The month of September 2005 was another good month for major Indian two-wheeler companies, which saw them record another period of scorching volume growth. While Bajaj Auto registered a 33% YoY growth, Hero Honda and TVS Motor registered growth of 22% YoY and 16% YoY respectively. The two-wheeler industry has continued to register a sustained growth during the current fiscal, when the other automobile segments (CVs, passenger cars, tractors) have recorded muted performance. In this article, we take a look at key dynamics of the two-wheeler industry and see how these affect performance of companies. It should be noted that as the two-wheeler companies under Quantum universe (Hero Honda, Bajaj Auto and TVS Motor) account for almost 90% of the industry volumes and 105% of the industry profits, we have considered the financial details of these companies for this article.

Seasonal demand: The performance of the Indian two-wheeler industry is seasonal in nature. To give a perspective, the demand for automobiles significantly increases during the festive season (October to March), which account for around 60% to 65% of the total volume sales during the year. This seasonality is reflected in the quarterly performance of the companies, who generally report higher profits during the said period.

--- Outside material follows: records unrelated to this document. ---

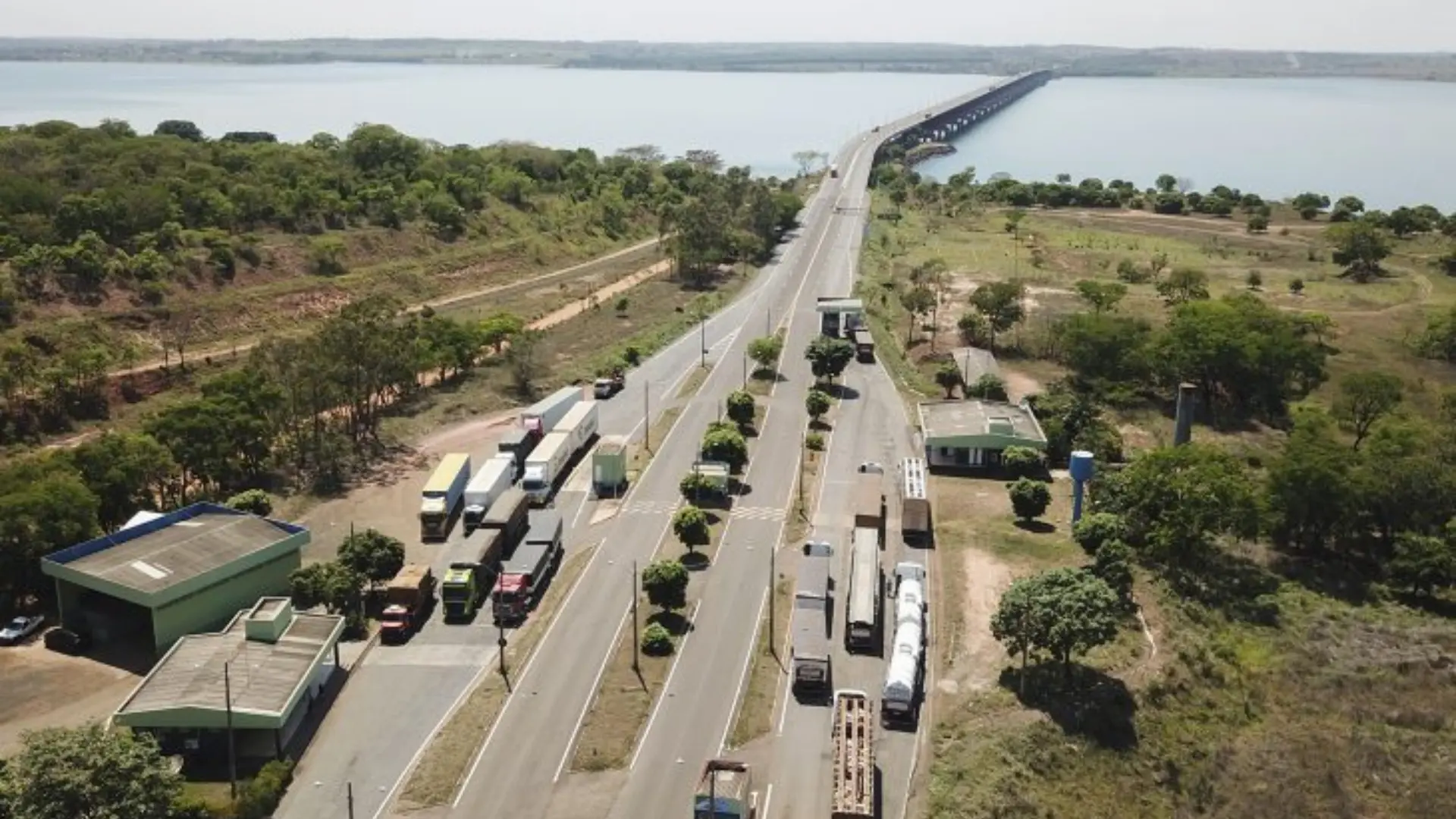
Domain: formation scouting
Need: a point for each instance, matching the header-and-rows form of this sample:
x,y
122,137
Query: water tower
x,y
1081,468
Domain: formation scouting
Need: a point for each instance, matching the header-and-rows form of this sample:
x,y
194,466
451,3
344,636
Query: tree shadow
x,y
674,623
1090,703
1037,526
1232,585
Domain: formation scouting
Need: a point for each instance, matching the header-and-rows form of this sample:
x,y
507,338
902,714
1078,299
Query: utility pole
x,y
637,640
232,752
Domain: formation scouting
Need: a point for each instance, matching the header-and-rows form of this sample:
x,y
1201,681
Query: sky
x,y
1304,25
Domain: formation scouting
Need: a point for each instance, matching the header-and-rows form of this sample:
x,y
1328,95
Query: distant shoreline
x,y
924,58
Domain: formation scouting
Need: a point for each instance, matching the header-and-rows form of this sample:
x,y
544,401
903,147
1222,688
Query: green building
x,y
182,573
259,676
971,435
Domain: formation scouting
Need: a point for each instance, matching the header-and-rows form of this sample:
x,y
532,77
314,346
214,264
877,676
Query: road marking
x,y
677,654
525,670
747,664
596,686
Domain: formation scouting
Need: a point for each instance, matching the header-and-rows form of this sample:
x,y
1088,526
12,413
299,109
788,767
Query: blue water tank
x,y
1081,466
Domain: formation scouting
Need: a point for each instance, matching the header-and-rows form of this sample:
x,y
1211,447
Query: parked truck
x,y
519,588
441,497
408,598
726,792
488,484
915,503
811,626
546,466
519,444
854,777
465,582
544,416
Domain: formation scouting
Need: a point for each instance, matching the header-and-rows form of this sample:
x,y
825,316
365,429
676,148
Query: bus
x,y
865,582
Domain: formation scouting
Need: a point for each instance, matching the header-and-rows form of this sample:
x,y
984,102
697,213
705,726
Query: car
x,y
19,629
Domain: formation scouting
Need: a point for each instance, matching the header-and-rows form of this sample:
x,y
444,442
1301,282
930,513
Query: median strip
x,y
447,757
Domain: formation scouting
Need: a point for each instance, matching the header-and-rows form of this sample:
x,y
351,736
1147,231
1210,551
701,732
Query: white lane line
x,y
661,697
526,670
596,686
747,664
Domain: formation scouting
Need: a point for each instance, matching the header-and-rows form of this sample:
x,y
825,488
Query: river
x,y
1386,142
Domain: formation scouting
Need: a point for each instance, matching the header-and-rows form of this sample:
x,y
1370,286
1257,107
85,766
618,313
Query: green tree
x,y
1423,564
89,773
1028,499
1097,529
764,352
726,444
666,583
948,378
372,554
742,407
126,471
1002,303
255,502
1101,297
1359,246
816,404
1021,461
987,388
1184,284
829,356
1063,613
691,526
918,302
1365,398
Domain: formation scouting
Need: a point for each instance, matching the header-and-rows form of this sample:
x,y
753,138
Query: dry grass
x,y
769,665
449,754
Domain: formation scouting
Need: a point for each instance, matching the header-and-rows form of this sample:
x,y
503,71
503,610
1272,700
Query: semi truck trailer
x,y
519,588
406,602
854,777
487,485
441,496
544,416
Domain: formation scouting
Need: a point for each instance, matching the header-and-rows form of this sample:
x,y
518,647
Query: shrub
x,y
657,642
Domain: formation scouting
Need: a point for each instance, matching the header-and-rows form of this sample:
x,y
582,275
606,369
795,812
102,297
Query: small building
x,y
181,573
971,435
261,673
840,316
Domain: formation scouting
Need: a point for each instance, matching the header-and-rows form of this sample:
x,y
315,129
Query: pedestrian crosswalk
x,y
650,507
758,512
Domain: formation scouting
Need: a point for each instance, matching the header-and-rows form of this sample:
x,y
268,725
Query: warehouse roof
x,y
944,420
265,675
172,550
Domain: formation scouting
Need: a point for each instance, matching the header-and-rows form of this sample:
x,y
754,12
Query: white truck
x,y
441,496
487,485
544,416
546,464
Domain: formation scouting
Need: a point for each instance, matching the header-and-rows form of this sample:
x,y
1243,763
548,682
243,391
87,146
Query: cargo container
x,y
441,496
487,485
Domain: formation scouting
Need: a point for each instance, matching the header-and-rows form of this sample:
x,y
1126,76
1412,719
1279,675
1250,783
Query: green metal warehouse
x,y
971,435
185,572
259,676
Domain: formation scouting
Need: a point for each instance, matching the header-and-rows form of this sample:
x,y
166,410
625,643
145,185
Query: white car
x,y
19,629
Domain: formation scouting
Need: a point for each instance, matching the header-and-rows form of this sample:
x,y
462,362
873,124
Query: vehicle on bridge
x,y
854,779
523,576
813,624
726,792
441,496
408,598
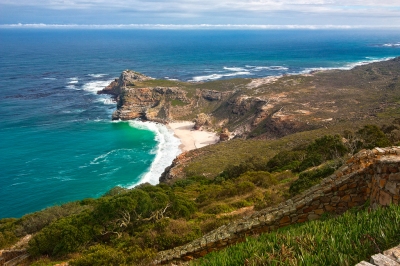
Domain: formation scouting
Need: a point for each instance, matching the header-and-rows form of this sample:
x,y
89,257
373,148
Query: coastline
x,y
191,139
173,139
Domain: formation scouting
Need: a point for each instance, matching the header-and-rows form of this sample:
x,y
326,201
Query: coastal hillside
x,y
266,108
291,137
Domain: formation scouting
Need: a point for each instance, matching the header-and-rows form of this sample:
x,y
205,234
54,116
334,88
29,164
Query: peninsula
x,y
290,150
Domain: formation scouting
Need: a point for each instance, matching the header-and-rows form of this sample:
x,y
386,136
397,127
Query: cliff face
x,y
370,175
127,78
150,103
137,101
267,108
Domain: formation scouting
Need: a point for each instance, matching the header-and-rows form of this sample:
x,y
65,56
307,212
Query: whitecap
x,y
172,79
103,158
106,100
166,150
97,75
218,76
236,69
260,68
394,45
95,86
72,87
16,184
73,80
348,66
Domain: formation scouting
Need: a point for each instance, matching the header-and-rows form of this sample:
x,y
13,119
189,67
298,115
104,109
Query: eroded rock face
x,y
127,78
147,103
212,95
225,135
201,120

Price elasticity: Another important factor that affects the demand of the two wheelers is the price elasticity. Though it is true that there have been fundamental changes in the Indian economy like increasing youth population, rising disposable incomes and changing demand patterns, the YoY increase in demand witnessed over the last few years has also been aided by almost static prices of two wheelers.

Taxes: It should be noted that Indian automobile industry is amongst the highly taxed industry. If one was to consider the plethora of taxes, the final tax component can be as high as 50% of the cost price. Hence, any change in the tax rates directly affects the performance of the automobile manufacturers.

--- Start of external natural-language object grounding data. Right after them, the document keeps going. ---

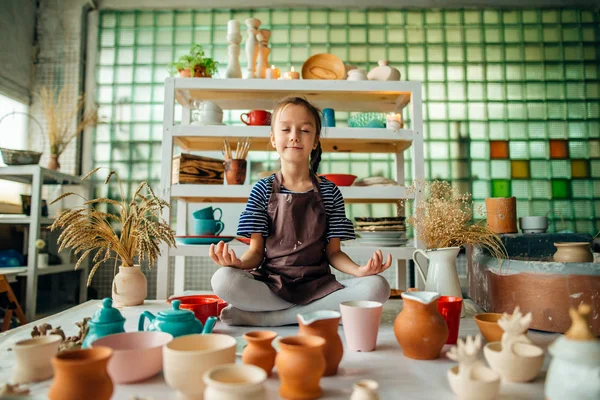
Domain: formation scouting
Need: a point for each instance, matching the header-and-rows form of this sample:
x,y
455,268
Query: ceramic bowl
x,y
520,365
483,385
488,325
340,179
137,356
533,224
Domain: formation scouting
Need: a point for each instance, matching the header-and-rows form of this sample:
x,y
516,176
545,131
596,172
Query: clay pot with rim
x,y
129,287
324,324
82,374
573,252
300,364
419,328
260,351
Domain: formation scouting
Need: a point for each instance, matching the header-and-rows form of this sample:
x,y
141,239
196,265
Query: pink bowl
x,y
137,356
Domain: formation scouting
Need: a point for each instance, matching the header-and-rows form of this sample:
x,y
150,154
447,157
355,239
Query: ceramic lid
x,y
107,314
175,314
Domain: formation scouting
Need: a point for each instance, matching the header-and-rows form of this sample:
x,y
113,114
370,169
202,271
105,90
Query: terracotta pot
x,y
300,364
420,329
33,357
260,351
324,324
235,382
81,374
53,162
573,252
501,214
235,171
129,287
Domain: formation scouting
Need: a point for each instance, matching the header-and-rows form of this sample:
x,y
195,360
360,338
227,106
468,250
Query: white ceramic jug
x,y
442,276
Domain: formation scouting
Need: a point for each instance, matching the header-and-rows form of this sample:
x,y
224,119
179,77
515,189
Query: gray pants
x,y
253,303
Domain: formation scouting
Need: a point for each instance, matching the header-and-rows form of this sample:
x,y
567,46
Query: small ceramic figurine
x,y
471,380
515,358
574,372
383,72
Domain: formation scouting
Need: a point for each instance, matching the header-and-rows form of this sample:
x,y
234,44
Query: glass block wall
x,y
511,96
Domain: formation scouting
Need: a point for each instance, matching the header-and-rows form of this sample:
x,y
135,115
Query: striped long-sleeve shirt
x,y
255,218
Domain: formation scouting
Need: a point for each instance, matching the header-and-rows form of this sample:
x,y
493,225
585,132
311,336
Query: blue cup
x,y
205,227
328,117
208,213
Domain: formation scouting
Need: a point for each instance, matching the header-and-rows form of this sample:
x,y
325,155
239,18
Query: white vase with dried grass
x,y
89,231
61,112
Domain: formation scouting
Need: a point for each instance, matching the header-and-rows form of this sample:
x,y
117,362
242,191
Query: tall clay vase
x,y
82,374
129,287
324,324
33,357
501,214
419,328
260,351
300,364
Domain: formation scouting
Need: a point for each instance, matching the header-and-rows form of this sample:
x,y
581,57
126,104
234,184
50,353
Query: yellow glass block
x,y
519,169
580,169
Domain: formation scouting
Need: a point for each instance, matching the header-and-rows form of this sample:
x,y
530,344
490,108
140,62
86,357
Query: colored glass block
x,y
580,168
519,169
499,149
500,188
561,189
559,149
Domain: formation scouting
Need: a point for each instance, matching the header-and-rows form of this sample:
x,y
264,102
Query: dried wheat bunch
x,y
443,217
86,230
59,112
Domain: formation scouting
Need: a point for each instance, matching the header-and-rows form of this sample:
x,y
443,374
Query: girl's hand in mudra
x,y
222,255
375,265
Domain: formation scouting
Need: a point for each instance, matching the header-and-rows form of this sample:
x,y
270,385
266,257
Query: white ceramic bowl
x,y
533,224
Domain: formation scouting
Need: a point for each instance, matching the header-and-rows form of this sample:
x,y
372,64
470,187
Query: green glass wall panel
x,y
526,77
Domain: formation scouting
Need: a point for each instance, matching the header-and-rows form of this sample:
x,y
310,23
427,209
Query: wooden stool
x,y
13,305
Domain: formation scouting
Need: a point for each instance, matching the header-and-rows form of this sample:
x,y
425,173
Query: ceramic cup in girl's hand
x,y
361,324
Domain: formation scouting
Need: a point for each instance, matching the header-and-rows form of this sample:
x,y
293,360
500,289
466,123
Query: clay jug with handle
x,y
419,328
324,324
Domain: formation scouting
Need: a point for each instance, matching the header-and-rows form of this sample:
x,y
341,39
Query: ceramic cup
x,y
451,307
256,117
235,171
208,213
33,358
361,324
328,117
208,227
187,358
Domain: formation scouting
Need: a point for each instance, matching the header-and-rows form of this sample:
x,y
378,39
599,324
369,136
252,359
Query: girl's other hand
x,y
222,255
375,265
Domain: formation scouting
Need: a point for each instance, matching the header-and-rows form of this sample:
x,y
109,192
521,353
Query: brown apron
x,y
296,266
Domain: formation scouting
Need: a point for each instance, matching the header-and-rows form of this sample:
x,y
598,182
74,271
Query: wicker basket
x,y
21,157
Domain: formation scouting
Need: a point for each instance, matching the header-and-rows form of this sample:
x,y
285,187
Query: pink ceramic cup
x,y
361,324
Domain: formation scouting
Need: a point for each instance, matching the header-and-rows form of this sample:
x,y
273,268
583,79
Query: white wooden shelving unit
x,y
37,177
247,94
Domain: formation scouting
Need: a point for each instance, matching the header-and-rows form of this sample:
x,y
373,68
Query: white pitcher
x,y
442,276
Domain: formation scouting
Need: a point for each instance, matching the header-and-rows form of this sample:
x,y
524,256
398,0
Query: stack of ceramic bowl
x,y
381,232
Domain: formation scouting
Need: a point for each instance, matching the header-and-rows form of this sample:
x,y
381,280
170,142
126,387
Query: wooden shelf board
x,y
342,140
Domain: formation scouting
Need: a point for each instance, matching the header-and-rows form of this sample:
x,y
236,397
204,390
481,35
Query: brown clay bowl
x,y
488,325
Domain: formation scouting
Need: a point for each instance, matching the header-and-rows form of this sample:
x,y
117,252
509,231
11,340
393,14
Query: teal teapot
x,y
106,321
176,322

Capacity utilisation: The automobile industry, being capital intensive, operating margins improve with a increase in capacity utilisation, other things being equal. This is because of an inverse relationship between rising volumes and the fixed cost per unit. FY05 was an aberration due to significant increase in the steel prices during the year.

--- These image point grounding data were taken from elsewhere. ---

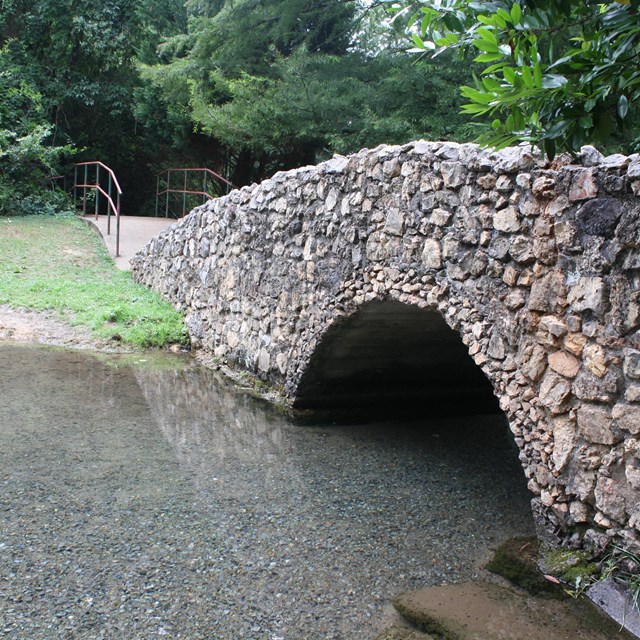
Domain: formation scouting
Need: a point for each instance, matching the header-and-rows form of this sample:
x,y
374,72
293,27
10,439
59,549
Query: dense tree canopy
x,y
559,73
245,87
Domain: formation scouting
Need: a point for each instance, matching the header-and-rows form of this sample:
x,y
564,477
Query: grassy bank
x,y
59,265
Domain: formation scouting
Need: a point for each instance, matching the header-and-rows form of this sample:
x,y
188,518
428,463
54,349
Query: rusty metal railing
x,y
94,176
192,186
92,171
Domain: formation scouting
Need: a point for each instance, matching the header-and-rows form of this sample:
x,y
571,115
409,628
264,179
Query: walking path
x,y
135,232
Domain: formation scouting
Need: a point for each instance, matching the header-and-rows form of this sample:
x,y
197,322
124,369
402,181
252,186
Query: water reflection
x,y
244,525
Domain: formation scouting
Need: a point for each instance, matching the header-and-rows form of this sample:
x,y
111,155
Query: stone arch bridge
x,y
435,271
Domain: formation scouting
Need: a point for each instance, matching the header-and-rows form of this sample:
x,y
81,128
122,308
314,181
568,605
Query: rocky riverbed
x,y
144,499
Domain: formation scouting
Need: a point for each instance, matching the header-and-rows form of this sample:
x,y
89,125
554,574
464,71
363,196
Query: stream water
x,y
144,497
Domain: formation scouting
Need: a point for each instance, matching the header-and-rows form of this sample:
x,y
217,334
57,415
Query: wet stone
x,y
147,498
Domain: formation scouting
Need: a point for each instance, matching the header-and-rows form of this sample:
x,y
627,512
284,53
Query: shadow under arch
x,y
393,358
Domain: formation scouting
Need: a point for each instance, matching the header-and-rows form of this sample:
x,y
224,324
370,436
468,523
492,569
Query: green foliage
x,y
27,158
556,73
57,264
301,88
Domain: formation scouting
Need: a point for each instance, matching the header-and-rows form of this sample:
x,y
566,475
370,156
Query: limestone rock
x,y
555,393
565,364
627,417
506,220
595,424
588,294
548,294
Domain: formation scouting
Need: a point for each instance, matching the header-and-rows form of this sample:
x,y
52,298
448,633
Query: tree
x,y
300,89
557,73
27,157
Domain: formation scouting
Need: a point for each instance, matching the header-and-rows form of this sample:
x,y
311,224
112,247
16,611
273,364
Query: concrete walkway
x,y
135,232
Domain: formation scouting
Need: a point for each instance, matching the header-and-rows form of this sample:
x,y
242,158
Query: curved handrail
x,y
111,205
187,174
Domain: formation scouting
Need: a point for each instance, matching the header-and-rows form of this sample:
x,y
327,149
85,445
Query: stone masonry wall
x,y
537,267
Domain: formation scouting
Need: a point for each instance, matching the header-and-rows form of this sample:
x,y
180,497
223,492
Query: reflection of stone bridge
x,y
399,274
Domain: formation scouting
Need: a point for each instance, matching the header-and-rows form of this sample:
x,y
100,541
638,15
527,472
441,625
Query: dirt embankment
x,y
22,325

Steel prices: Raw material cost accounts for around 70% of net sales of the companies. Further, steel accounts for around 60% to 65% of the raw material costs. Hence, any significant changes in the steel prices directly affect the performance of the two-wheeler manufacturers. To give a perspective, during FY05, steel prices increased by around 30% YoY, which directly affected the earnings of these companies, despite improvement on the productivity and efficiency fronts.

Advertisement and publicity cost: Performance of a two-wheeler company depends upon the ability to introduce new model/variants of existing models consistently. Every new introduction requires higher amount of the publicity and promotional costs. It should be noted that the two-wheeler companies are amongst the highest money-spinners for the advertisement industry.

What to expect?
With intensifying domestic competition and supply exceeding demand situation, we expect the Indian two-wheeler companies to continue to face pressure on the pricing front going forward. Also, the capacity expansion plans that the companies have lined up for the future, might put additional pressure on margins. Having said that, softening steel prices can provide cushion to the margins. To give a perspective, a 10% fall in steel prices can result in 0.5% improvement in the operating margins of two-wheeler companies. As far as advertisement costs are concerned, we expect them to continue to increase in absolute terms with the shortening of the product life cycle.

All in all, we expect the Indian two-wheeler industry to grow at a compounded rate of 13% per annum. While growth will be volume-driven, margins will be under pressure on account of the factors mentioned above.